There are those who immediately think that changing my mind (the original woman's prerogative) will eventually result in Violet blocking me from her brain and running headlong into the street (along with the old "you've gotta spank 'em so they learn" argument so often accompanying the "running in the street" scenario)

And again, if I respond "No" to something thoughtlessly, that I'm willing to give in on, I shouldn't have been saying no to begin with. So I learn not to throw nos around like I'm throwing rice at a wedding. I by no means am suggesting that one day you let them redecorate your house with poster paint, and the next smack the crayon out of their hand when they step away from the paper. I'm just suggesting this: Throw out the training manuals. Those are for dogs and beauty queens. Act like they're people. Who have an opinion, who are learning to argue their case to the world. Cause they are.
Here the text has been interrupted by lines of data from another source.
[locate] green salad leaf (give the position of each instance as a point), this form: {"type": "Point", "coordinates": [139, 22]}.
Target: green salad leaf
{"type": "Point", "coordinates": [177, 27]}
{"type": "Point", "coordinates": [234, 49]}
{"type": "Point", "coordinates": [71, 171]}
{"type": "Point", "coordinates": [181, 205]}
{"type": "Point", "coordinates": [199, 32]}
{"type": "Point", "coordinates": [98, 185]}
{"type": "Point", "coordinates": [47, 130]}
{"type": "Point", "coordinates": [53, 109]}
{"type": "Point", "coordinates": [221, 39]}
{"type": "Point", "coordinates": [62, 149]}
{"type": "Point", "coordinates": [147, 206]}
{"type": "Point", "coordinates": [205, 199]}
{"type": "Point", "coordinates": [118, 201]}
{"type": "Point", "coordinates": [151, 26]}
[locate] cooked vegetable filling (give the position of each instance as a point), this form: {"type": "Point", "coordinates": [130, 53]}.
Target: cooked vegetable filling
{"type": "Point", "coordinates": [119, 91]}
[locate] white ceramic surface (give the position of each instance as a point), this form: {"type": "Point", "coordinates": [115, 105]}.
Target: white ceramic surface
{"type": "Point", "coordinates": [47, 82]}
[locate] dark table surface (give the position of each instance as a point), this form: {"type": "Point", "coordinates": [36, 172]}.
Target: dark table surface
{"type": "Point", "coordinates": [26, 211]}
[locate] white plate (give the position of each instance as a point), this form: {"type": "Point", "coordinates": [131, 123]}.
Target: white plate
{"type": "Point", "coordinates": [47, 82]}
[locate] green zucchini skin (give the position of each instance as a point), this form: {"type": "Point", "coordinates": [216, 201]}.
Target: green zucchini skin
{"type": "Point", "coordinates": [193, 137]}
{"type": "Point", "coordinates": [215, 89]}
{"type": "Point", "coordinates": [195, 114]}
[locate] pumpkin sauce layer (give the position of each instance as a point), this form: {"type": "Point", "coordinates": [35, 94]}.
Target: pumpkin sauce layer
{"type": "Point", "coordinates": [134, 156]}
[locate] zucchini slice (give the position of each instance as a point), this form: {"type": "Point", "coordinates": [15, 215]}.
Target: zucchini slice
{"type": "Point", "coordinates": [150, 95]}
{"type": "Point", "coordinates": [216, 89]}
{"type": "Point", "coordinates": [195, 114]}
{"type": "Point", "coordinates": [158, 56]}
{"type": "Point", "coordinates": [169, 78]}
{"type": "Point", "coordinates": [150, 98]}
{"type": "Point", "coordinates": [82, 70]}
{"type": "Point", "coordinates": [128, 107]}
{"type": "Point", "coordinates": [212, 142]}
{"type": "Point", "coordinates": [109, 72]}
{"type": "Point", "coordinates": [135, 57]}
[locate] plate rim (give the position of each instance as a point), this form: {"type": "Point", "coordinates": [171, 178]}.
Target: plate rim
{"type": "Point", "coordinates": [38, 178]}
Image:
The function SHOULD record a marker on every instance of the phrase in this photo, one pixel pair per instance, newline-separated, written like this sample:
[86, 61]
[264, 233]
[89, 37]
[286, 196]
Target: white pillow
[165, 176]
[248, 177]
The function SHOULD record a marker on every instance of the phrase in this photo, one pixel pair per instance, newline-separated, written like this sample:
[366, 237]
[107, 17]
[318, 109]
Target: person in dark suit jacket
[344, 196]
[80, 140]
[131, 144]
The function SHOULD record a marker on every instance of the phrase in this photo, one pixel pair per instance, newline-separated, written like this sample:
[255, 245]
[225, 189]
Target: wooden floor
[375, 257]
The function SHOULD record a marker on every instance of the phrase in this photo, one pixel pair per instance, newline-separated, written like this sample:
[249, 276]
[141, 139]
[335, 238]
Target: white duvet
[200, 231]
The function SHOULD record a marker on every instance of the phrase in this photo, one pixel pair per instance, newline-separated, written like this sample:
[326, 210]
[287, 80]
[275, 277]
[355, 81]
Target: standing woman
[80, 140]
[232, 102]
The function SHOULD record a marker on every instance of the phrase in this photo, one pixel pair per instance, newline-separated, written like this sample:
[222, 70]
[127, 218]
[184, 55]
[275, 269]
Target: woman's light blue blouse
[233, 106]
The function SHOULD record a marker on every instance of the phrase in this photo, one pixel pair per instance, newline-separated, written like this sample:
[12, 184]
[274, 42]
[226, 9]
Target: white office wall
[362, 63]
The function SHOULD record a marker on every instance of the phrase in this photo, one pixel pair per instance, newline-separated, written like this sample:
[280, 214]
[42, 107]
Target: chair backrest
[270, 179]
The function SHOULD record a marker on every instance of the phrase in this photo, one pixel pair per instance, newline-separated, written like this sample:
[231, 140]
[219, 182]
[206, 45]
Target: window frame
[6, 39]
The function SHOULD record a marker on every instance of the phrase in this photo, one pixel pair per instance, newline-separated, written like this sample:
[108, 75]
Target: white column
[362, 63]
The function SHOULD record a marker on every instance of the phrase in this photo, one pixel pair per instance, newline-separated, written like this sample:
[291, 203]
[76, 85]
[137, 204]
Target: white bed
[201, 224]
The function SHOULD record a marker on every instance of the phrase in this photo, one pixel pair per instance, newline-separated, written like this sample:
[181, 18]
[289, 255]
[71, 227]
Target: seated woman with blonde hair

A foolish consistency is the hobgoblin of little minds ~ Emerson

5 rubber neckers:

Ubermilf said...

As long as you don't CONSISTENTLY act inconsistently.

Is there a book on the proper way to wipe one's ass? I'm not sure I'm doing it correctly.

Sarah said...

http://www.amazon.com/gp/reader/0743421884/ref=sib_books_pg?ie=UTF8&keywords=proper%20way%20to%20wipe&p=S01U&checkSum=PidTir546qr8RKWTFJD%252F18uK6JzvjUeRaBLqXc94PU0%253D

you knew there would be.

LoryKC said...

Absolutely. Kids are not small adults but they are people--who are most certainly learning to argue their case to the world!!!
(Sometimes I'm sure my daughter will go to law school--she has an argument for everything! She does not always win but I must say, she follows a logical progression most of the time!)

I find a few helpful hints in books but not a perfect plan for parenting. You're right on. It's a balance of establishing a routine and going with the flow.

Sarah said...

I would probably really dig your daughter. I love kids like that. And I don't want to misrepresent, I read parenting books constantly. I guess I just choose books geared toward understanding children more than getting them to do what you want. That's more what I meant by training manuals.

Anonymous said...

I think that is really great. A lot of times when Hayden or Elliott say no about something that I am trying to get accomplished it's for a really good reason and they just need to go get something really quick. not worth the whole huge ordeal just to be consistent!